Carter Burwell's score is one thing I'll always remember. When I watch something involving multiple episodes, and there's a haunting score, the music just draws me in at each new episode begins; had the same mix of mystery and anticipation here as with Berlin Alexanderplatz, Twin Peaks, and Six Feet Under.
Three favourite scenes: 1) Treviso at the beginning of episode 5, explaining to Mildred why she needs to stay away; 2) Veda as she rises slowly from the bed and walks to the mirror near the end; 3) the end of episode 4, where they sit by the radio listening to Veda. That couple of minutes was just incredible--up there with Robert Crumb listening to Geeshie Wiley's "Last Kind Words Blues" in capturing the effect that music can have a person.
I went back and forth on Winslet and Pearce. I liked pretty much all the supporting performances, though, especially Brían F. O'Byrne and James LeGros.
― clemenza, Sunday, 9 November 2014 18:31 (eleven years ago)
Watching this for the first time, and Christ it’s good.
Love how the source novel comes from James M. Cain, and so the dialogue and setting feel noir without being a crime story. The dialogue is so sharp and flawless.
― ... (Eazy), Saturday, 7 March 2020 07:50 (five years ago)
yeah it’s really remarkable
― terminators of endearment (VegemiteGrrl), Saturday, 7 March 2020 20:11 (five years ago)
The scene in the second episode, maybe the third, where Mildred asks Bert for a divorce so she can work around some legalities and get the restaurant; they end by saying they need cause, at which point Bert playfully reaches across to pretend-hit her, and then they both break down crying.

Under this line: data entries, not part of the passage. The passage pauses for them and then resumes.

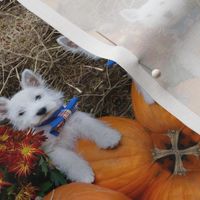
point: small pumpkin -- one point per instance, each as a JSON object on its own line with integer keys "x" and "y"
{"x": 152, "y": 116}
{"x": 84, "y": 191}
{"x": 129, "y": 167}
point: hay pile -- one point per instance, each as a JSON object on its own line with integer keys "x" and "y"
{"x": 28, "y": 42}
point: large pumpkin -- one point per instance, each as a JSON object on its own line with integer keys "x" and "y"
{"x": 180, "y": 178}
{"x": 152, "y": 116}
{"x": 84, "y": 191}
{"x": 129, "y": 167}
{"x": 142, "y": 164}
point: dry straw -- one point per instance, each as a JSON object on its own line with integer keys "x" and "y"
{"x": 28, "y": 42}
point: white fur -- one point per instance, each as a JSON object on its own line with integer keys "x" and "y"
{"x": 60, "y": 149}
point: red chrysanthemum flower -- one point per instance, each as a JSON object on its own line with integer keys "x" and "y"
{"x": 21, "y": 167}
{"x": 26, "y": 192}
{"x": 2, "y": 182}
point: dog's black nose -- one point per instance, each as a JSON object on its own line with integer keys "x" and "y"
{"x": 41, "y": 111}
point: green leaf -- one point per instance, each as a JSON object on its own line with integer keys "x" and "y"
{"x": 11, "y": 190}
{"x": 57, "y": 177}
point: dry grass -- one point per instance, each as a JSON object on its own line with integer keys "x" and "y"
{"x": 28, "y": 42}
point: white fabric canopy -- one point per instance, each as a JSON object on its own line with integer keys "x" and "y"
{"x": 160, "y": 34}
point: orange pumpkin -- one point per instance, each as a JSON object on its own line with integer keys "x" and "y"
{"x": 127, "y": 168}
{"x": 153, "y": 117}
{"x": 144, "y": 162}
{"x": 184, "y": 182}
{"x": 84, "y": 191}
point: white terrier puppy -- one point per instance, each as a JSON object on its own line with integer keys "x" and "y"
{"x": 35, "y": 104}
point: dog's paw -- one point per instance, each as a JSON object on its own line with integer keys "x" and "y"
{"x": 81, "y": 173}
{"x": 110, "y": 139}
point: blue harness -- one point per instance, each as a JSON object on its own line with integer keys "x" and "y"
{"x": 59, "y": 117}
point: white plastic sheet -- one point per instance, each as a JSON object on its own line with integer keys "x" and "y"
{"x": 161, "y": 34}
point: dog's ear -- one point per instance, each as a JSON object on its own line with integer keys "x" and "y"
{"x": 3, "y": 108}
{"x": 30, "y": 79}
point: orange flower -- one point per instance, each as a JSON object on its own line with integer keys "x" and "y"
{"x": 2, "y": 182}
{"x": 27, "y": 151}
{"x": 5, "y": 133}
{"x": 21, "y": 167}
{"x": 27, "y": 192}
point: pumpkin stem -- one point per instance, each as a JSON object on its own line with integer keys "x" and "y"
{"x": 174, "y": 138}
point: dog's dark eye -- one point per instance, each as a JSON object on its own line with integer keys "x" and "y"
{"x": 21, "y": 113}
{"x": 37, "y": 97}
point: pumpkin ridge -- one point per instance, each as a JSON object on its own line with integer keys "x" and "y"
{"x": 179, "y": 168}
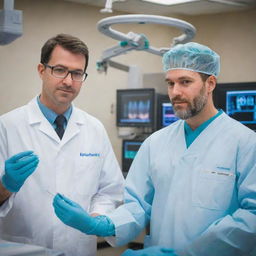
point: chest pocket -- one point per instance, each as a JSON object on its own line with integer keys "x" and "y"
{"x": 213, "y": 189}
{"x": 87, "y": 175}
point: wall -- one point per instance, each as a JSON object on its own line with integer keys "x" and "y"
{"x": 232, "y": 35}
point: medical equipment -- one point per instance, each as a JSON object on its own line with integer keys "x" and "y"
{"x": 133, "y": 41}
{"x": 192, "y": 56}
{"x": 10, "y": 23}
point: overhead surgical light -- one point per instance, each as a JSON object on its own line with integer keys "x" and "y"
{"x": 133, "y": 41}
{"x": 170, "y": 2}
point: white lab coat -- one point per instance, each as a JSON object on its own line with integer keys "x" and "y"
{"x": 201, "y": 200}
{"x": 81, "y": 166}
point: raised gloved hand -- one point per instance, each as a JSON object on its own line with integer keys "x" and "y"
{"x": 17, "y": 170}
{"x": 73, "y": 215}
{"x": 150, "y": 251}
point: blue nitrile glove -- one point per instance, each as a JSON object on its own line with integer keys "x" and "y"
{"x": 150, "y": 251}
{"x": 73, "y": 215}
{"x": 17, "y": 170}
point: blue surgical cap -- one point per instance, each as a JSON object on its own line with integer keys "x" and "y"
{"x": 194, "y": 57}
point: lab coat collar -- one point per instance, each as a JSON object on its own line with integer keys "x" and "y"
{"x": 36, "y": 117}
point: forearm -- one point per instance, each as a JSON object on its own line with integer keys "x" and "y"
{"x": 4, "y": 194}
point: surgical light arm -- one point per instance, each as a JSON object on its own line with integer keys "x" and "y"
{"x": 133, "y": 41}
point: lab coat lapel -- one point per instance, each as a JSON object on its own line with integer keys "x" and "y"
{"x": 36, "y": 118}
{"x": 74, "y": 125}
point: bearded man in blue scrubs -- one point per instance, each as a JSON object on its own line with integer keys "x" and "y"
{"x": 194, "y": 181}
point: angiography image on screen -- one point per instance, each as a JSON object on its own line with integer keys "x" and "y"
{"x": 241, "y": 105}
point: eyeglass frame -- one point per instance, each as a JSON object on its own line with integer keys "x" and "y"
{"x": 68, "y": 72}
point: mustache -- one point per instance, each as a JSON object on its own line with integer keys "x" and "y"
{"x": 66, "y": 88}
{"x": 178, "y": 99}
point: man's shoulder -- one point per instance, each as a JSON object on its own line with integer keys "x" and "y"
{"x": 14, "y": 115}
{"x": 88, "y": 118}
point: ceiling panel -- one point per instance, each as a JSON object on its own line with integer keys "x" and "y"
{"x": 195, "y": 8}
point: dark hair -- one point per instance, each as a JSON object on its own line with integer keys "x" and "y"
{"x": 204, "y": 76}
{"x": 68, "y": 42}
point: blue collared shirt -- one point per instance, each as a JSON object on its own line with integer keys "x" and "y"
{"x": 191, "y": 135}
{"x": 51, "y": 115}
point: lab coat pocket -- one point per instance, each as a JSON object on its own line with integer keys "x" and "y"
{"x": 87, "y": 176}
{"x": 213, "y": 189}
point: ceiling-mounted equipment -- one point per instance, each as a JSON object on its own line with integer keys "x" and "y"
{"x": 139, "y": 42}
{"x": 10, "y": 23}
{"x": 108, "y": 6}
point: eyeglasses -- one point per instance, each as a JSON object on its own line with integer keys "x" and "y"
{"x": 62, "y": 72}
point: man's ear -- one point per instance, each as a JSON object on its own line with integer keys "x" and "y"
{"x": 211, "y": 83}
{"x": 40, "y": 69}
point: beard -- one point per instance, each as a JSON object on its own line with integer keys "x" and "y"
{"x": 193, "y": 108}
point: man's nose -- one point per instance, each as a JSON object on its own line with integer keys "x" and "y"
{"x": 68, "y": 79}
{"x": 176, "y": 90}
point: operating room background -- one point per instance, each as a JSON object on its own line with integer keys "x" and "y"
{"x": 232, "y": 35}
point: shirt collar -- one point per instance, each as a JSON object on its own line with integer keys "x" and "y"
{"x": 49, "y": 114}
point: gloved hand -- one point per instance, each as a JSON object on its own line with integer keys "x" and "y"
{"x": 17, "y": 170}
{"x": 150, "y": 251}
{"x": 73, "y": 215}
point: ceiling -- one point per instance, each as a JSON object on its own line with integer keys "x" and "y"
{"x": 198, "y": 7}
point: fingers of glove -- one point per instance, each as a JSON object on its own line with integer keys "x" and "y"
{"x": 18, "y": 156}
{"x": 23, "y": 162}
{"x": 129, "y": 252}
{"x": 167, "y": 250}
{"x": 28, "y": 169}
{"x": 69, "y": 201}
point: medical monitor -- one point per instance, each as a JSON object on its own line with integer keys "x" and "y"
{"x": 135, "y": 107}
{"x": 238, "y": 100}
{"x": 129, "y": 151}
{"x": 165, "y": 112}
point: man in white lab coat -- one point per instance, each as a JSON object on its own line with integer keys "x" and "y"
{"x": 49, "y": 146}
{"x": 193, "y": 181}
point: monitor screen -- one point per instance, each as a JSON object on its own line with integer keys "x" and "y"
{"x": 135, "y": 107}
{"x": 165, "y": 112}
{"x": 238, "y": 100}
{"x": 129, "y": 151}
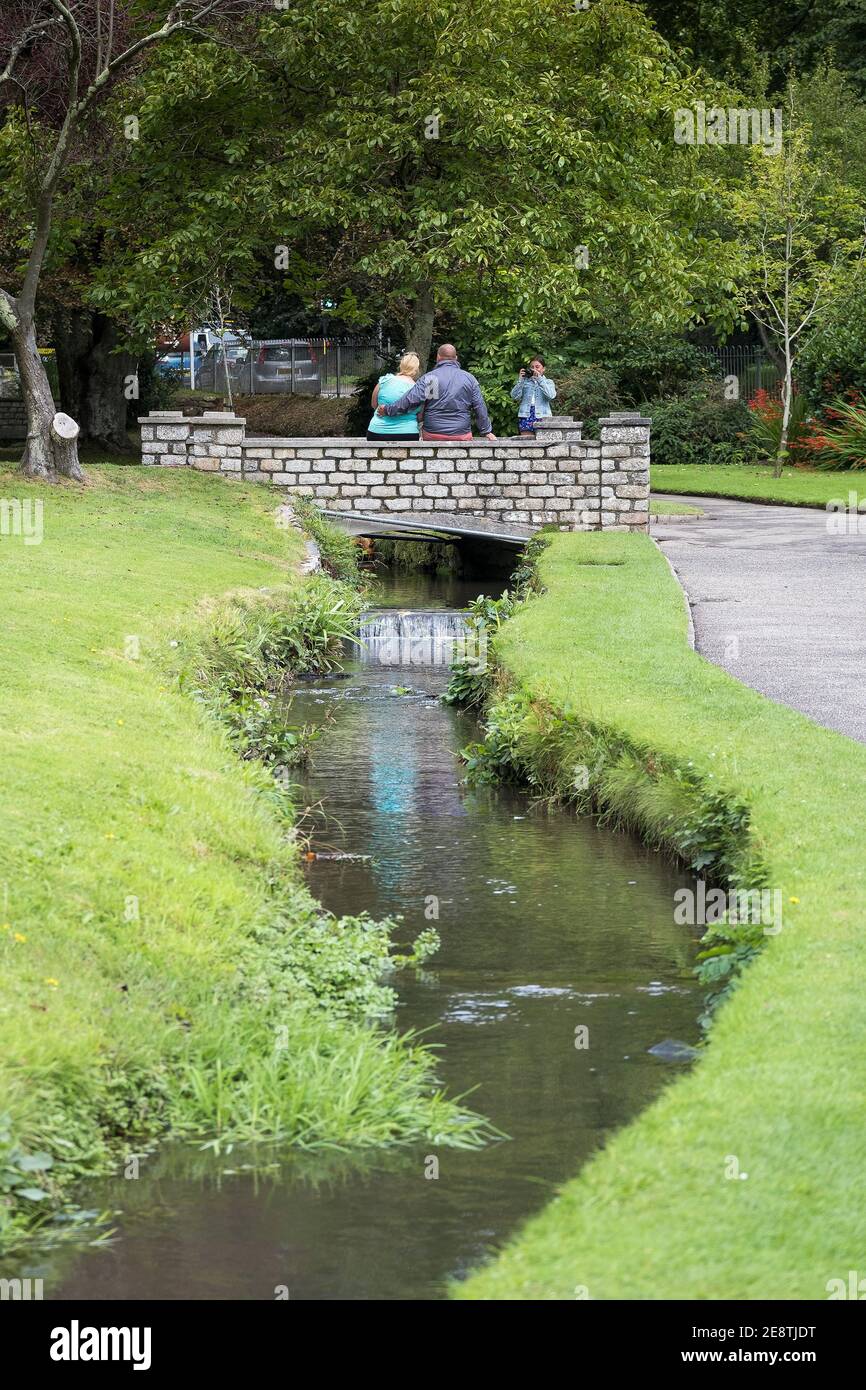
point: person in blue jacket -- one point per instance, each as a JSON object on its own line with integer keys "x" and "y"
{"x": 534, "y": 391}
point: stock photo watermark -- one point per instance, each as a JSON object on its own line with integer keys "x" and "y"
{"x": 22, "y": 519}
{"x": 729, "y": 125}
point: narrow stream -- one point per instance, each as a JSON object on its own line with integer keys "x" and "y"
{"x": 548, "y": 923}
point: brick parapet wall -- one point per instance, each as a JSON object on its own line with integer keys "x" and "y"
{"x": 559, "y": 477}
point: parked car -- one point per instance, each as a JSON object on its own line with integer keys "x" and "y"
{"x": 287, "y": 364}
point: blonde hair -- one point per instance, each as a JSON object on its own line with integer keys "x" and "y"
{"x": 410, "y": 364}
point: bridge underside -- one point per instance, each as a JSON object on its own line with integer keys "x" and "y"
{"x": 433, "y": 526}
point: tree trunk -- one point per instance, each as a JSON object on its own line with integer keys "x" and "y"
{"x": 104, "y": 413}
{"x": 72, "y": 337}
{"x": 45, "y": 456}
{"x": 420, "y": 332}
{"x": 787, "y": 395}
{"x": 93, "y": 375}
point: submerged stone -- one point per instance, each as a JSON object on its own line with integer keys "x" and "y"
{"x": 673, "y": 1051}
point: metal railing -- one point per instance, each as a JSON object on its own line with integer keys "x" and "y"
{"x": 751, "y": 366}
{"x": 303, "y": 366}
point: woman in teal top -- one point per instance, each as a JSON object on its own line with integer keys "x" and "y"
{"x": 387, "y": 392}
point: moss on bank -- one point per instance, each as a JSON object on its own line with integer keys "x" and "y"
{"x": 659, "y": 1214}
{"x": 161, "y": 961}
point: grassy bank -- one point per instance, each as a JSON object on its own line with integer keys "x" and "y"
{"x": 795, "y": 488}
{"x": 780, "y": 1087}
{"x": 161, "y": 962}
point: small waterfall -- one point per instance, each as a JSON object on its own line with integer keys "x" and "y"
{"x": 416, "y": 637}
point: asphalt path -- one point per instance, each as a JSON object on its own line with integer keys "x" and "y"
{"x": 779, "y": 601}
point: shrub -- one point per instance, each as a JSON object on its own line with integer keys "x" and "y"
{"x": 843, "y": 442}
{"x": 588, "y": 392}
{"x": 765, "y": 426}
{"x": 292, "y": 414}
{"x": 698, "y": 427}
{"x": 833, "y": 359}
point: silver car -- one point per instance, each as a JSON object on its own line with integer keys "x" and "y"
{"x": 285, "y": 364}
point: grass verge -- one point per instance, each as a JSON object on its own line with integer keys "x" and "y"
{"x": 779, "y": 1093}
{"x": 161, "y": 961}
{"x": 755, "y": 483}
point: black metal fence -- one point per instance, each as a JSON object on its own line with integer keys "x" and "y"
{"x": 305, "y": 366}
{"x": 751, "y": 367}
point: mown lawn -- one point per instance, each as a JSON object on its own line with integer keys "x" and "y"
{"x": 781, "y": 1087}
{"x": 797, "y": 487}
{"x": 152, "y": 908}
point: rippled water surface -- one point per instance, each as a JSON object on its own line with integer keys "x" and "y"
{"x": 548, "y": 923}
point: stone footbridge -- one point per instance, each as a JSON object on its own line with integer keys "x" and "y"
{"x": 503, "y": 488}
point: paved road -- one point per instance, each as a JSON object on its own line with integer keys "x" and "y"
{"x": 777, "y": 602}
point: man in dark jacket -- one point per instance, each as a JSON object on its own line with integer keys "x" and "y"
{"x": 449, "y": 396}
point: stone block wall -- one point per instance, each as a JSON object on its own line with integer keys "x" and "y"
{"x": 559, "y": 477}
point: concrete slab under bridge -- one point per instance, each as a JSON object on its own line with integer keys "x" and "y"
{"x": 435, "y": 526}
{"x": 485, "y": 548}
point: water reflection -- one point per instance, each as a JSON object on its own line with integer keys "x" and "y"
{"x": 548, "y": 925}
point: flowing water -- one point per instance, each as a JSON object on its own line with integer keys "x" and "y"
{"x": 548, "y": 923}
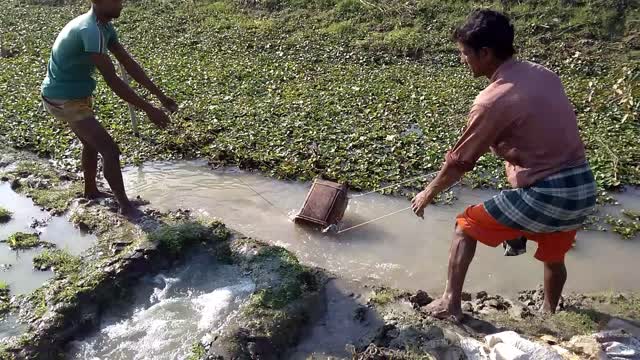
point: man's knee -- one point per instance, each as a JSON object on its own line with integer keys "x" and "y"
{"x": 460, "y": 234}
{"x": 110, "y": 152}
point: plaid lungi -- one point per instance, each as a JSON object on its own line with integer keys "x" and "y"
{"x": 560, "y": 202}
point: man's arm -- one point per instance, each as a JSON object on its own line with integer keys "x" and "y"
{"x": 482, "y": 131}
{"x": 108, "y": 71}
{"x": 138, "y": 74}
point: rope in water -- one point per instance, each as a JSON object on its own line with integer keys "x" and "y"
{"x": 385, "y": 216}
{"x": 355, "y": 196}
{"x": 263, "y": 198}
{"x": 394, "y": 185}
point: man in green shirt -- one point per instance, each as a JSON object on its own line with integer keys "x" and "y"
{"x": 67, "y": 92}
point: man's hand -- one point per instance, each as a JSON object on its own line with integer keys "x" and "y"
{"x": 158, "y": 117}
{"x": 168, "y": 103}
{"x": 419, "y": 202}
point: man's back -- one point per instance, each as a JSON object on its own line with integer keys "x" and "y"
{"x": 70, "y": 69}
{"x": 540, "y": 133}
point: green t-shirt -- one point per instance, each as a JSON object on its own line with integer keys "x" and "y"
{"x": 70, "y": 69}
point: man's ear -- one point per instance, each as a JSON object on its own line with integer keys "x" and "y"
{"x": 484, "y": 53}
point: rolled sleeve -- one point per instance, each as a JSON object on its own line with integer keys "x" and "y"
{"x": 92, "y": 40}
{"x": 482, "y": 131}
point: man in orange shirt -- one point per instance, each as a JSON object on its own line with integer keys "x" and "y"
{"x": 525, "y": 117}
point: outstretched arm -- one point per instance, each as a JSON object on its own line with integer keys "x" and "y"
{"x": 106, "y": 68}
{"x": 138, "y": 74}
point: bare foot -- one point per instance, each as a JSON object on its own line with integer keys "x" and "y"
{"x": 442, "y": 309}
{"x": 131, "y": 213}
{"x": 96, "y": 194}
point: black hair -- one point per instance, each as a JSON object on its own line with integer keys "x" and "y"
{"x": 487, "y": 28}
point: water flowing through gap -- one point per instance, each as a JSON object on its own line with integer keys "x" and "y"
{"x": 401, "y": 251}
{"x": 168, "y": 313}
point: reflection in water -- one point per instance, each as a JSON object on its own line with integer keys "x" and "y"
{"x": 401, "y": 251}
{"x": 21, "y": 277}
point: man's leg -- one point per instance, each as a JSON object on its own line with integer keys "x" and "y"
{"x": 92, "y": 133}
{"x": 90, "y": 169}
{"x": 463, "y": 248}
{"x": 555, "y": 275}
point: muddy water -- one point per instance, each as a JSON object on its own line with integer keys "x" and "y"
{"x": 401, "y": 251}
{"x": 20, "y": 276}
{"x": 170, "y": 312}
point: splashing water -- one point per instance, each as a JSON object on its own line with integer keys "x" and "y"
{"x": 171, "y": 313}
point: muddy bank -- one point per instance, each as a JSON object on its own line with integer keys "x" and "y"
{"x": 409, "y": 333}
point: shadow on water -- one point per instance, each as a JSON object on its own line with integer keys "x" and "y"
{"x": 344, "y": 320}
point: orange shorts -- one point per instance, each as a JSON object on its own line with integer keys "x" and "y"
{"x": 478, "y": 224}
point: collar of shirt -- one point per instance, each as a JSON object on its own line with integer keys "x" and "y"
{"x": 503, "y": 68}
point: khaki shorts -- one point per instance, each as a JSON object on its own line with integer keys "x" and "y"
{"x": 69, "y": 111}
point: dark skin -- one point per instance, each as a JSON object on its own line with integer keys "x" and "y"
{"x": 95, "y": 139}
{"x": 482, "y": 62}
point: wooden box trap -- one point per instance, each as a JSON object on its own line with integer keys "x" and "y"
{"x": 325, "y": 204}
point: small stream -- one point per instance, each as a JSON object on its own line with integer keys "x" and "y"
{"x": 169, "y": 312}
{"x": 401, "y": 251}
{"x": 21, "y": 276}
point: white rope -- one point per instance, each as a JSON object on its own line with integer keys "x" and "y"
{"x": 387, "y": 215}
{"x": 370, "y": 221}
{"x": 394, "y": 185}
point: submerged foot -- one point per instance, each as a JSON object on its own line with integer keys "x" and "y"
{"x": 132, "y": 213}
{"x": 96, "y": 194}
{"x": 443, "y": 309}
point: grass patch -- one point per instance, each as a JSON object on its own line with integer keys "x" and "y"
{"x": 173, "y": 238}
{"x": 55, "y": 200}
{"x": 197, "y": 351}
{"x": 5, "y": 305}
{"x": 21, "y": 241}
{"x": 5, "y": 215}
{"x": 383, "y": 296}
{"x": 294, "y": 279}
{"x": 570, "y": 323}
{"x": 36, "y": 168}
{"x": 58, "y": 260}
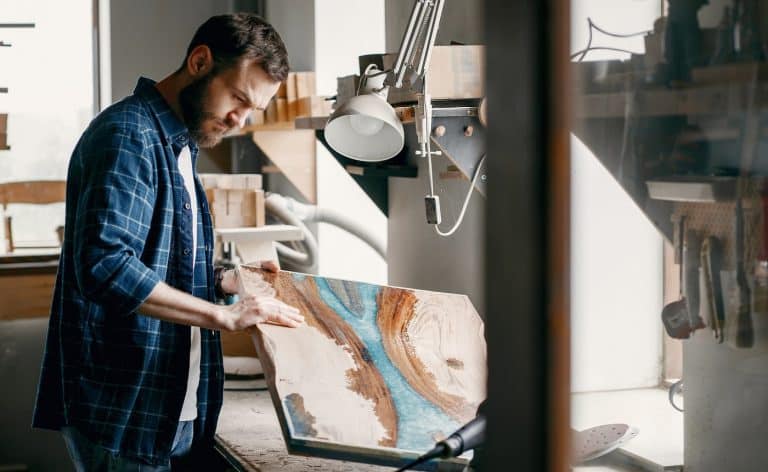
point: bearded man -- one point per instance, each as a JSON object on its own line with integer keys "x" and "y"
{"x": 132, "y": 374}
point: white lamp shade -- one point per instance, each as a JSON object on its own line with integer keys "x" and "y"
{"x": 365, "y": 128}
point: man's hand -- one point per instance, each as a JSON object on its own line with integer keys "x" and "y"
{"x": 229, "y": 282}
{"x": 256, "y": 309}
{"x": 252, "y": 310}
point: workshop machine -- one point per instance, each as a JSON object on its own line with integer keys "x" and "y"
{"x": 681, "y": 129}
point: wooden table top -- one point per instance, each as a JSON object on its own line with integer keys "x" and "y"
{"x": 249, "y": 436}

That's one of the most moving scenes I can think of in any film, certainly as breakup scenes go.
― clemenza, Monday, 14 July 2025 04:51 (four months ago)
That scene is straight from the book, which I'm currently reading. It's not exactly what I was expecting from Cain after "Double Indemnity" and "Postman" but an interesting book, especially for its time and place. For a book from a woman's perspective written by a dude, he doesn't shy away from steamy action.
― o. nate, Monday, 14 July 2025 19:38 (four months ago)
You haven't posted in this thread previously; not sure if you've seen this, but do, once you finish. (I should read the book, too.)
― clemenza, Monday, 14 July 2025 20:37 (four months ago)
I haven't seen it, or the Joan Crawford movie either. Probably will catch that one first (since its shorter).
― o. nate, Monday, 14 July 2025 20:45 (four months ago)
Great contrast between the two (I like the original too).